Plaintiffs' claim for punitive damages in this contract action also must be rejected. Section 342 of the Restatement of Contracts is clear in its position that "[p]unitive damages are not recoverable for breach of contract." Cited in Local 127, United Shoe Workers of America, AFL-CIO v. Brooks Shoe Mfg. Co., 298 F.2d 277, 282, 282 n. 2 (3rd Cir. 1962); see Pitts. C. & St. L. Ry. Co. v. Lyon, 123 Pa. 140, 150, 16 A. 607 (1889). In addition plaintiffs only allege negligence and carelessness on the part of defendants and thus the level of misconduct alleged does not warrant punitive damages even if they were generally available.

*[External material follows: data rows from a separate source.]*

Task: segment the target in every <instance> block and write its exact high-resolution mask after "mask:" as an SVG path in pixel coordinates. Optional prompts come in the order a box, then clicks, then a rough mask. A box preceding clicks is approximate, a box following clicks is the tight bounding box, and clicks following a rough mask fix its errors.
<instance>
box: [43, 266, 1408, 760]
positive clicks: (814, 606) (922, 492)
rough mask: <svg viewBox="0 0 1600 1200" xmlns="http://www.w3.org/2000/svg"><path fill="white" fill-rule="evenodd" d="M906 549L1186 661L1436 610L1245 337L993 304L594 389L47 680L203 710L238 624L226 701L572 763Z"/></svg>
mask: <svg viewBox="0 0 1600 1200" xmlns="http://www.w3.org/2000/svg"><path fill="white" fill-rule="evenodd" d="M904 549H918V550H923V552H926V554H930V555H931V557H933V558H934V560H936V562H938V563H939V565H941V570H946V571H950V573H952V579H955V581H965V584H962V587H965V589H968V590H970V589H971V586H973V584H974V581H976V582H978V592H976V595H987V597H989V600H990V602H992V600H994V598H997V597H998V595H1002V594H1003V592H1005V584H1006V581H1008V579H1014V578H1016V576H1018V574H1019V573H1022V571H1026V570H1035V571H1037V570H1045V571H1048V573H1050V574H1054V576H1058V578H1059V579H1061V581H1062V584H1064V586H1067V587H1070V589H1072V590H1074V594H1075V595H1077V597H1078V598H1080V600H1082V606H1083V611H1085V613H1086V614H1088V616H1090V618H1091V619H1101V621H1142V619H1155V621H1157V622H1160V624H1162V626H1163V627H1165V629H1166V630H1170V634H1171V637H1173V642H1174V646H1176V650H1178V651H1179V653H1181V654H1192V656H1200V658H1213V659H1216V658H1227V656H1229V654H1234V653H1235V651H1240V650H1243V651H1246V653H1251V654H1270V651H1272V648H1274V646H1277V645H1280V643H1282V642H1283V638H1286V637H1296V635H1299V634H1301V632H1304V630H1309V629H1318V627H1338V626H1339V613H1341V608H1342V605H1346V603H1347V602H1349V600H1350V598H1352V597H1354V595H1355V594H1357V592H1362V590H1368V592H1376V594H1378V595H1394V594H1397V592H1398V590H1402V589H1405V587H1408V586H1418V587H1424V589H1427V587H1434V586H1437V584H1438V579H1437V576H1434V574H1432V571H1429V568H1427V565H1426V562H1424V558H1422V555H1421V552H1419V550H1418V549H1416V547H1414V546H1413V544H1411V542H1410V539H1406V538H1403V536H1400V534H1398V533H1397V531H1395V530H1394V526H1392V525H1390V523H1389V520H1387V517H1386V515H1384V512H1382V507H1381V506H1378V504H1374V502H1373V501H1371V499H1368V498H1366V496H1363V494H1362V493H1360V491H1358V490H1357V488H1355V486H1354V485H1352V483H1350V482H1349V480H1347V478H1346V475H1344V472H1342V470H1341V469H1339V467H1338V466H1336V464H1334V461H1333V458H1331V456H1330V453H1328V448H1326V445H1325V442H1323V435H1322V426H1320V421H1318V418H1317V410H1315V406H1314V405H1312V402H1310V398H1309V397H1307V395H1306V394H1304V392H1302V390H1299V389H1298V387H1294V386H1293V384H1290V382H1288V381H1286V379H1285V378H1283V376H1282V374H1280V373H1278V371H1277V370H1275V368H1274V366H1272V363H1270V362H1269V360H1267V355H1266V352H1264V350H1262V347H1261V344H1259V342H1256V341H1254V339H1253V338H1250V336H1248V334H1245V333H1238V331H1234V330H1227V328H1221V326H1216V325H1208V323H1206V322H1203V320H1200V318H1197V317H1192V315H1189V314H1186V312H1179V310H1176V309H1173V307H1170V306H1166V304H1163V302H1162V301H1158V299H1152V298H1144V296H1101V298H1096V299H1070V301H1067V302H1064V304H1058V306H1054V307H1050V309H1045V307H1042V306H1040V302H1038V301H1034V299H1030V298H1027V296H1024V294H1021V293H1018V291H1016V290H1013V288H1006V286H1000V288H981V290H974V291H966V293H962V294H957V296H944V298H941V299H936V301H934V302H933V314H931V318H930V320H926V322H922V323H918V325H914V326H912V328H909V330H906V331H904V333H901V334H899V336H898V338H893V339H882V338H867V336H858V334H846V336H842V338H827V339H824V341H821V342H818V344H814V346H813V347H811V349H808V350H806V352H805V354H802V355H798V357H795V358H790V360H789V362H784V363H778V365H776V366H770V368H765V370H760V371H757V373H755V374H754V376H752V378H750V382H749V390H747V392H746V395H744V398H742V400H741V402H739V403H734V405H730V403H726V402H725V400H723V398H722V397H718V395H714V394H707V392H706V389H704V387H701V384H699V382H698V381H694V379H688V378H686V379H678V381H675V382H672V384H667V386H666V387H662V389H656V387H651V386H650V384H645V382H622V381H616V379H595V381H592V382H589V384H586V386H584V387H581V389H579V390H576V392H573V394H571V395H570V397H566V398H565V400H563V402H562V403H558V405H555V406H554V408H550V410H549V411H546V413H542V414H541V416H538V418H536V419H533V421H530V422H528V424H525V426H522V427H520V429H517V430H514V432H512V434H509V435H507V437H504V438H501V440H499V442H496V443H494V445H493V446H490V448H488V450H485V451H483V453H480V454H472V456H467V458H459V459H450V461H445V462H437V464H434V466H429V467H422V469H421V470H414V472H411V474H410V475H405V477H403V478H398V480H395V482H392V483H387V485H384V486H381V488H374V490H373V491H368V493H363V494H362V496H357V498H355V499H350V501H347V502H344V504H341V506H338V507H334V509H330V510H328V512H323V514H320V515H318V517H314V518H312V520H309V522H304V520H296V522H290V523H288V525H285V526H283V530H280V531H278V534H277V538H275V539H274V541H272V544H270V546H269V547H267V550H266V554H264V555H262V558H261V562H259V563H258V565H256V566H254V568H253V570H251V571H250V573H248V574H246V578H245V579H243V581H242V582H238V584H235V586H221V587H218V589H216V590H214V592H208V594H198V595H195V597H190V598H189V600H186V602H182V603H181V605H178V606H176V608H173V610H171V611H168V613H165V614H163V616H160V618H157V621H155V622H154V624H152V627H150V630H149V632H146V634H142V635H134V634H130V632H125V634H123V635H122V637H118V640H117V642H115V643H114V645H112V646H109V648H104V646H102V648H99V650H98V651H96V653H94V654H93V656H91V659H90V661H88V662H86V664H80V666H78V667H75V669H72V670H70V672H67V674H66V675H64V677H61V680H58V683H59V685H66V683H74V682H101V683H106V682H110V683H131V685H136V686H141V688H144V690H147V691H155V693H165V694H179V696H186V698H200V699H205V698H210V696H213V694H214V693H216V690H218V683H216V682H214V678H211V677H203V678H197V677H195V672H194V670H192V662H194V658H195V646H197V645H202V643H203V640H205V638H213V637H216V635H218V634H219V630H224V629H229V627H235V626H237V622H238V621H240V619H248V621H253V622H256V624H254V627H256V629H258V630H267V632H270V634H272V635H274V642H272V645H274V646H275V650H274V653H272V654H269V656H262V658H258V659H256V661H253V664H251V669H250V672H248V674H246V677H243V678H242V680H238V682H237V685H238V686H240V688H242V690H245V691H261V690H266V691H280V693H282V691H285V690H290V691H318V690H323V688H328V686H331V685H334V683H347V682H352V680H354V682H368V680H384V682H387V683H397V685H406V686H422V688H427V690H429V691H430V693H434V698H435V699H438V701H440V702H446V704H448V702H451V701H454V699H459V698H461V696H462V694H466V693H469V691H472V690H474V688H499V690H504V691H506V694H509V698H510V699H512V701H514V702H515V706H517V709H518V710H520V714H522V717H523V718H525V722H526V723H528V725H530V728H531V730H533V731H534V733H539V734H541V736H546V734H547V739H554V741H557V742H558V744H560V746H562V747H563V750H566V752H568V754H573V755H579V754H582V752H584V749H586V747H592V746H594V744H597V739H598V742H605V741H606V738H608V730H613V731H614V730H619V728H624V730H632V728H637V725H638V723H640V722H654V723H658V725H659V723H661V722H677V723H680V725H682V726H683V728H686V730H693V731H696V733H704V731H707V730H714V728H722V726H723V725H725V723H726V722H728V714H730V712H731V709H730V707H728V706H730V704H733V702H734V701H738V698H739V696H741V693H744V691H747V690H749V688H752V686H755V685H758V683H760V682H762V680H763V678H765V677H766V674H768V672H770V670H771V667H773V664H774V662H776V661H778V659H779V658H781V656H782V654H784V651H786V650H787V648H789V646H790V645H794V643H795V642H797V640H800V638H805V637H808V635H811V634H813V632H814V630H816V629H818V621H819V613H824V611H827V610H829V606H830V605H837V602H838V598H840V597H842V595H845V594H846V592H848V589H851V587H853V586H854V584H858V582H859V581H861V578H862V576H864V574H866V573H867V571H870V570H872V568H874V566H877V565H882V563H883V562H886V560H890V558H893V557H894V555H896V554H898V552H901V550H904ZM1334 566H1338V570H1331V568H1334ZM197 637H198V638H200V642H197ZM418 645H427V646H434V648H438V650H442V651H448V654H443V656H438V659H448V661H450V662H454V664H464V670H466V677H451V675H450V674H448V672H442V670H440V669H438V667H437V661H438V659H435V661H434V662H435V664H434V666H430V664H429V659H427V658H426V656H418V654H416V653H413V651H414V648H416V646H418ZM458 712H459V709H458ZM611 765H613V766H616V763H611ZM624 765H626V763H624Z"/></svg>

In summation, the only theory of damages which is, arguendo, available to plaintiffs is consequential damages equal to the cost of reproducing and rephotographing the wedding. In this case these costs, as indicated by the plaintiffs, could not reach the jurisdictional amount of $10,000 required for this court to have jurisdiction and any claim that it could do so would be clearly in bad faith.[1] In addition, any contention that plaintiffs would be entitled to damages in excess of $10,000 emanating from a contract valued at $110 is inherently excessive. Summary judgment is, therefore, granted and this case is dismissed for lack of jurisdiction.


[1] The plaintiffs, pursuant to a court request, in a letter to the defendant, dated February 25, 1971, outlined their estimated cost for restaging the wedding based on original cost. This amount was $3,244.00 plus cleaning costs of $480.00. Even taking into consideration inflation, the cost of restaging could not equal $10,000.00. In addition, damages would be reduced because the plaintiffs admitted during their depositions that they received ten color photographs of the wedding which were taken during the actual service and which were given to them without charge by the defendant because the black and white pictures had not turned out. In addition the defendant gave the plaintiffs two black and white portraits without charge which were taken at a subsequent posing. See the deposition of Bernice L. Carpel at pp. 20, 27-29, and the deposition of Alan S. Carpel at pp. 24, 25 and 30, 31.